Being exiled from public places is where it all starts

I have a visceral reaction whenever I am reminded of how male dominated Somali society and Somalia is. Being constantly reminded that you’re not an equal member of a community because of your sex is just so jarring. Women are excluded and erased from the public sphere. There is just no sugar coating this. It’s part and parcel of the culture.

Any society where women even being in public is seen as something to be shameful of really has no space for women participation in decision making.There is a connection between the lack of visibility and exclusion. When your physical body is not to be visible – in sight in public-you are excluded from participation in public life. You can’t have a seat at the table because you’re not even supposed to be seen.

We have to take up space. We are not asking.

The public sphere is just as much ours, as women, as it theirs, as men. I was traveling in Mombasa, Kenya, a few years back, and as I was strolling around with my son and some of my siblings, I noted something peculiar about the scenery. A lot of the men were outdoors, sitting outside drinking tea, chit chatting, eyeing us …and there were a few women in sight. If we did see any, they were en route to go somewhere, to the market, to run an errand, etc. They were not outside to just hang out, to enjoy the scenery, to chit chat, etc. 

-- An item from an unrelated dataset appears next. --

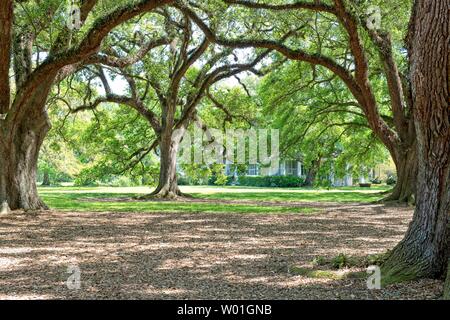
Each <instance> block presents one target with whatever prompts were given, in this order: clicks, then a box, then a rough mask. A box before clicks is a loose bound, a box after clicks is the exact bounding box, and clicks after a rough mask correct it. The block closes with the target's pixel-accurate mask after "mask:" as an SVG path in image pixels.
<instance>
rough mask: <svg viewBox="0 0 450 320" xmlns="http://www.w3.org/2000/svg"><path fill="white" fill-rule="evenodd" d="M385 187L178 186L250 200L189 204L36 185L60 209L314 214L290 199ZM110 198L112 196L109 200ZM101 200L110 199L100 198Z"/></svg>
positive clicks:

I realized that to occupy us as women with work, especially domestic work, is by design, to keep us from imagining a better world for ourselves that doesn’t involve constant labor in the service of men. And our mothers, and the general society supports that we are not seen in the public. There is shame attached to a girl who is out and about. Isla wareegto baa loo bixiyaa. But there isn’t a male equivalent and if there is, its usually just said in a joking manner with no real repercussions or damage to their reputations.

We go back to this continuously, that it all starts in the home. All the ways that women are disenfranchised starts at home.

Now you may say that,”Ifrah, that Mombasa, Kenya,” but the thing is, patriarchy is quite global. I noticed the same scenery when I was in Somalia in 2019. It was even more anger inducing for me, because I was back in my home country after 26 years abroad. I felt suffocated most days. Granted, Somalia isn’t known currently for being the most safe place in the world, but even in seemingly well guarded areas, there were always more men in sight than there were women.

Our culture has it that women that are seen in public are not good women. When our reputation is tied to whether we are visible or not, then you can imagine that a lot of women are not going to be visible if they can help it to protect their reputation. The only acceptable reasons to be out in public would be to work, and that is out of necessity. But then this lack of visibility leads to exclusions from decision making tables, and we are back at square one again.


What we need to do is normalize women being in public just because they want to. Just the way men can sit outside a cafe, drink their tea, and chit chat about politics, or whatever they want. The more women are seen in public, living their lives, the more they are seen as equal to men. Equal access to public spaces = equality.